The Naming Commission, a congressional group that recommends names for Department of Defense items, narrowed its list Thursday to fewer than 100 names being considered for the Army installations currently named for Confederate generals.
Sgt. 1st Class Alwyn Cashe was serving in Iraq on Oct. 17, 2005, when a roadside bomb exploded next to the vehicle he used while on patrol. He ran back into the vehicle to save trapped soldiers inside. He suffered burns to about 70% of his body and died from his injuries on Nov. 8, 2005, at 35 years old.
“It’s important that the names we recommend for these installations appropriately reflect the courage, values and sacrifices of our diverse military men and women,” retired Navy Adm. Michelle Howard, the chair of the commission, said in a release. “We also are considering the local and regional significance of names and their potential to inspire and motivate our service members.”

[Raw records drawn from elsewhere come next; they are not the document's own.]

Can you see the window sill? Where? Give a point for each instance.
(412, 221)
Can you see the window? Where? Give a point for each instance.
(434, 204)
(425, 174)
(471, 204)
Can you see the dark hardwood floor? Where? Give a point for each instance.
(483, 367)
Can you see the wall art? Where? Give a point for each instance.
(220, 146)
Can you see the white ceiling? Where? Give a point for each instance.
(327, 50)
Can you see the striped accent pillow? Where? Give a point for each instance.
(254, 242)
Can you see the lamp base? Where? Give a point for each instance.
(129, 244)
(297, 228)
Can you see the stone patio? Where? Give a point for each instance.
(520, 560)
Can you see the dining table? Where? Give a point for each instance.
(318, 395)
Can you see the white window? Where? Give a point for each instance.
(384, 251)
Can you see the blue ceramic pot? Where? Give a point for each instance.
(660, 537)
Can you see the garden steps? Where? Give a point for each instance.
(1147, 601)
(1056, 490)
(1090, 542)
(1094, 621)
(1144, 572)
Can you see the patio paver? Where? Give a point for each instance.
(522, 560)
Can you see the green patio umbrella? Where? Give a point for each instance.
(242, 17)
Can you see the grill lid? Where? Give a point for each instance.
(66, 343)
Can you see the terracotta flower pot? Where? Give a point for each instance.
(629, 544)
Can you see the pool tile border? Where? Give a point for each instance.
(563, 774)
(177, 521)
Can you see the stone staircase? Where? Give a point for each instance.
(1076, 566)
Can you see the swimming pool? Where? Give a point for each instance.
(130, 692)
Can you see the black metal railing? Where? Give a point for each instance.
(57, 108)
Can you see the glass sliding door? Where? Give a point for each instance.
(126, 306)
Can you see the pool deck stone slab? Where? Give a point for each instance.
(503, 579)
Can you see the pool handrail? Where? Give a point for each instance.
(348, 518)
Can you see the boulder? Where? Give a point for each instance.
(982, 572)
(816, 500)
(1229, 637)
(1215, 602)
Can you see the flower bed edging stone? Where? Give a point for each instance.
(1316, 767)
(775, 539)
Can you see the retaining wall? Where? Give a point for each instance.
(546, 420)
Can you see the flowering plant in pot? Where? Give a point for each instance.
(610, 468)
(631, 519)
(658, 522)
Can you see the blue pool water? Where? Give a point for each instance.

President Joe Biden awarded a Medal of Honor to Cashe posthumously during a ceremony in December 2021. He was the first Black service member awarded the Medal of Honor for service in Iraq or Afghanistan.
The installations up for renaming are as follows:
- Fort Hood in Texas
- Fort Bragg in North Carolina
- Fort Rucker in Alabama
- Fort Polk in Louisiana
- Fort Benning and Fort Gordon in Georgia
- Fort A.P. Hill, Fort Lee and Fort Pickett in Virginia
U.S. Rep. Stephanie Murphy sent a letter to The Naming Commission last month to request they consider renaming Fort Benning to Fort Cashe. In Murphy’s letter, she wrote Cashe was, “beloved in life and revered in death, a hero in the purest sense of the term. I believe he would be an honorable and unifying choice, and hope you will consider recommending him in your report to Congress.”
The Naming Commission will select final names for recommendation to submit to Congress by Oct. 1 this year.